Method hosted the first broadcasted raid speedrun showcase in World of Warcraft’s Battle for Azeroth expansion today. But prior to the event, Method’s co-founder Sco suggested that perhaps more events like this could be coming in the future.
Method blazed trails early on in the expansion when the guild became the first in the world to achieve a World First raid finish while streaming its progression. Since then, the organization has continued to try to push the limits of what content and marketing can be made out of competitive raiding.
“The Race to World First is obviously, as well as being a competition between the top guilds in the world, it’s a chance to premiere content that no one has ever seen before like the downing of the most difficult boss in the game,” Sco said. “So I think the Race to World First is extremely exciting. It’s very competitive, and it is, you know, quite a unique content piece. That being said, it’s obviously a content piece that doesn’t really happen that frequently right? It’s something that happens on average once every six month.”

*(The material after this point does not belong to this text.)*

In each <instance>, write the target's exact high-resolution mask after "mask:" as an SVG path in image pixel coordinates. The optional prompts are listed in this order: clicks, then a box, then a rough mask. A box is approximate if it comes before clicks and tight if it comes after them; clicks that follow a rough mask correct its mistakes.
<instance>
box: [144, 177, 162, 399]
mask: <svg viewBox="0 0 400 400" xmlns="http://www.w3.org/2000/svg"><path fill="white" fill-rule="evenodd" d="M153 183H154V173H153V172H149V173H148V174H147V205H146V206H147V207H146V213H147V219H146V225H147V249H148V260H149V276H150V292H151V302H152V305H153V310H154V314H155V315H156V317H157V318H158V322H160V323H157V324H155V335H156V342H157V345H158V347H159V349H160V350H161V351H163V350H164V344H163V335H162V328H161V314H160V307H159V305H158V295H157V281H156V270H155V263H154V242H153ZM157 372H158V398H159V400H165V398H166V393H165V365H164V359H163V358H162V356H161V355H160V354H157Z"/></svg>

Today’s speedrun was a change-up from what most fans are used to seeing when it comes to raid “racing” in retail WoW.
When new raids release, guilds spend hours—and even days—trying to get their first kill on some bosses. But with significantly more gear and practice, Method and their competitor Aversion were able to kill all 12 bosses in Ny’alotha in less than an hour and a half.
To compare it to a more traditional sport, today’s competition was more like a 100 meter dash, while the Race to World First is viewed more as a marathon.
While Race to World First is highly competitive and generates massive amounts of marketable viewership for guilds like Method, it only comes a few times a year. In fact, since Method’s initial decision to broadcast a Race to World First in 2018, there have only been four major raid releases for nearly two years.
“In between the Race to World Firsts, I think it would be great if we could keep the competition going in the raiding scene and do some more of these raid races because on the flip side, these raid races are competitive in a different nature,” Sco said.
Two of the major concerns with competitive raiding’s viability as an esport stem from the work that has to go into a raid on Blizzard’s end and the amount of time that exists between raiding tiers. But if Method’s efforts to host raid racing showcases prove to be successful, the organization might be able to bring an entirely new form of competitive raiding to the forefront in retail WoW in the same way that they popularized RWF broadcasts.